私の弟がヤンデレ過ぎて困る。

お昼休み。

いつもと、違い、皆余り会話をしないで、もくもくと暗い表情で食べている。




きっと、河原君の影響だろう。




あの授業の後、司先生は保健室に行って手当を受けた。傷は大したことないが、思っていたよりも、深かったらしい。






あの後、二時間続きの体育の授業に河原君が授業に出る事は、なかった。







私が暗い顔をしていると、るいちゃんがはい。と手作りの唐揚げを箸で摘まんで、私のお弁当箱に乗せてきた。

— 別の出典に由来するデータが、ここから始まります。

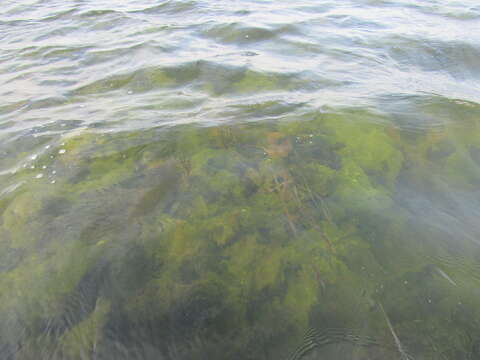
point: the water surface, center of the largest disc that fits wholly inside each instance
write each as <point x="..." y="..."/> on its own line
<point x="240" y="180"/>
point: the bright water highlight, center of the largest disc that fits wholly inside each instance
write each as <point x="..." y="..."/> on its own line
<point x="240" y="180"/>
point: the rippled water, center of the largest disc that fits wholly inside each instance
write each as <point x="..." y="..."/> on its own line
<point x="215" y="179"/>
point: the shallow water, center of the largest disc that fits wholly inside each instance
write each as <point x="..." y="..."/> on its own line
<point x="240" y="180"/>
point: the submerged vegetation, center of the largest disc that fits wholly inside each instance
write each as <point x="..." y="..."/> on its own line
<point x="229" y="242"/>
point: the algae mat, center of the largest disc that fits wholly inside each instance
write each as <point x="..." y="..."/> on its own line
<point x="230" y="241"/>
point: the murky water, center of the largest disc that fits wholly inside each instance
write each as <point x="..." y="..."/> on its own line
<point x="240" y="179"/>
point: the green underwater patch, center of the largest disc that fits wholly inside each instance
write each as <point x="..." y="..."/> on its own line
<point x="245" y="235"/>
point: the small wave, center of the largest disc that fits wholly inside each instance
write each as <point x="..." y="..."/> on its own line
<point x="169" y="7"/>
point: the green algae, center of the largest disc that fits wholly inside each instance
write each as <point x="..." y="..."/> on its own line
<point x="227" y="232"/>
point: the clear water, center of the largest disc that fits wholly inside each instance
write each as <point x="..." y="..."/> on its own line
<point x="240" y="179"/>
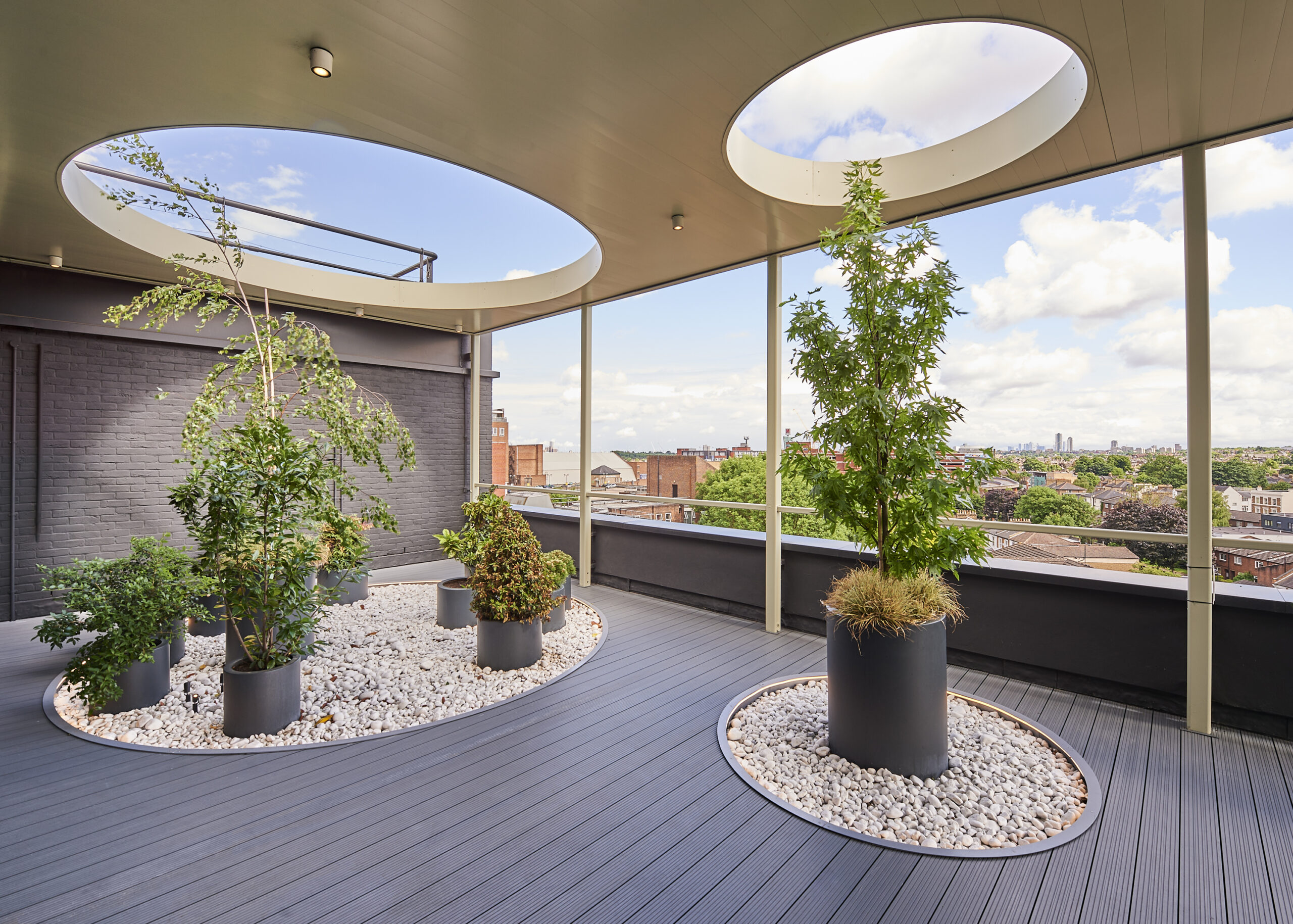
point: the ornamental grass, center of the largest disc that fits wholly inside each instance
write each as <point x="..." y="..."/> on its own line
<point x="869" y="601"/>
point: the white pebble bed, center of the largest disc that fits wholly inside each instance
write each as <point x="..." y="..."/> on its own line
<point x="388" y="667"/>
<point x="1006" y="786"/>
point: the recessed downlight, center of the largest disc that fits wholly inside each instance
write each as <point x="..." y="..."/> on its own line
<point x="321" y="63"/>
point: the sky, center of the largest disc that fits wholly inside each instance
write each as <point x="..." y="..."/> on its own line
<point x="1072" y="298"/>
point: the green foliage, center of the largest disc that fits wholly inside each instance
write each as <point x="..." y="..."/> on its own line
<point x="873" y="399"/>
<point x="1047" y="505"/>
<point x="130" y="602"/>
<point x="1164" y="470"/>
<point x="253" y="504"/>
<point x="466" y="545"/>
<point x="1139" y="517"/>
<point x="558" y="566"/>
<point x="1238" y="474"/>
<point x="1088" y="480"/>
<point x="745" y="480"/>
<point x="1096" y="465"/>
<point x="1221" y="510"/>
<point x="340" y="542"/>
<point x="868" y="600"/>
<point x="253" y="524"/>
<point x="513" y="580"/>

「…センナちゃん。席、河原君の隣だったから、さっき…ものすごく、びっくりしたでしょ?朝から河原君にヒドイ事されたもんね。」

るいちゃんは、悲しそうに眉を歪めた。





『…あ~、うん。まぁね。河原君に会うの初めてだったし。噂は聞いてたけど、あんな人だと思わなかったし。』

ありがと。と言って、るいちゃんの唐揚げを口に頬張る。うむ、ぷまい。

弟さんには、負けるでしょ?とるいちゃんがにこりと笑う。

『…そんな事ないよ。るいちゃんの作る料理、すごく美味しいし。』

良いお嫁さんになれるよ。と言えば、恥じらうるいちゃん。

うわ、可愛い。和む。




るいちゃんとイッチャイチャしていたら、いきなり凄い音を立てて、隣のクラスの男子が息を切らして、教室に入ってきた。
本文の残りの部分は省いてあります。